L'incrocio dei dati pubblicati sul blog del Washington Post indica le allarmanti percentuali assolute dei musulmani che vogliono la pena di morte per chi abbandona l'Islam. L'Afghanistan è al primo posto con il 78%, ma colpiscono l'Egitto al 64% e i Territori palestinesi al 59%. Maggioranza assoluta a favore del patibolo anche per Giordania e Malesia. La Thailandia si ferma al 21%. In Paesi come la Tunisia, a forte maggioranza islamica, dove è iniziata la primavera araba non si supera il 16% di fan della forca di Allah ed in Libano ci si abbassa al 13%. Minoranze risicate, fra l'1 ed il 2%, vogliono il patibolo pure in Europa (Bosnia, Kosovo, Turchia ed Albania). Nelle Repubbliche musulmane della Russia si sale al 6%.

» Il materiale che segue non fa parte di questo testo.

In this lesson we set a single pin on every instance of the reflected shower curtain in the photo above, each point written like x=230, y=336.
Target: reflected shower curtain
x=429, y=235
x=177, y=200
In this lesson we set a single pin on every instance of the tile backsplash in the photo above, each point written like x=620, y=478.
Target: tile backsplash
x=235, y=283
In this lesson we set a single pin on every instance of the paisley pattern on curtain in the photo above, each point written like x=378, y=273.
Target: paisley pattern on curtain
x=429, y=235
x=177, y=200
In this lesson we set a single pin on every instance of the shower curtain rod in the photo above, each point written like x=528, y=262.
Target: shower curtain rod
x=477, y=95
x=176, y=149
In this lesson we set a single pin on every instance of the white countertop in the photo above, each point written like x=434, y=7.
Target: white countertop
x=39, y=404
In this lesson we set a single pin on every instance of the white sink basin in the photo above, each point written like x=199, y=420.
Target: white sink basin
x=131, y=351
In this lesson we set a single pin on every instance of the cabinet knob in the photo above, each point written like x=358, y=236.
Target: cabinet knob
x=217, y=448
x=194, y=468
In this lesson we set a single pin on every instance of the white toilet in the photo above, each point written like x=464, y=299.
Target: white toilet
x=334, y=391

Il «moderato» Marocco non è contemplato nello studio, ma ieri è trapelata la «raccomandazione » del Consiglio degli ulema presieduto dal re, Mohammed VI. Secondo il conclave islamico «tutti i marocchini colpevoli di apostasia meritano la morte». Teoricamente la «raccomandazione » del patibolo dovrebbe venir applicata ai sudditi del regno con padre musulmano, che decidano di abbracciare un'altra religione al di fuori dell'Islam. Il Paese è spaccato in due fra i riformisti, colti di sorpresa, e i salafiti che cantano vittoria. Il re non si è ancora pronunciato, ma la «raccomandazione » degli ulema cozza con gli articoli liberali della Costituzione approvata due anni fa su spinta del monarca, che garantisce i diritti universali di pensiero e di culto.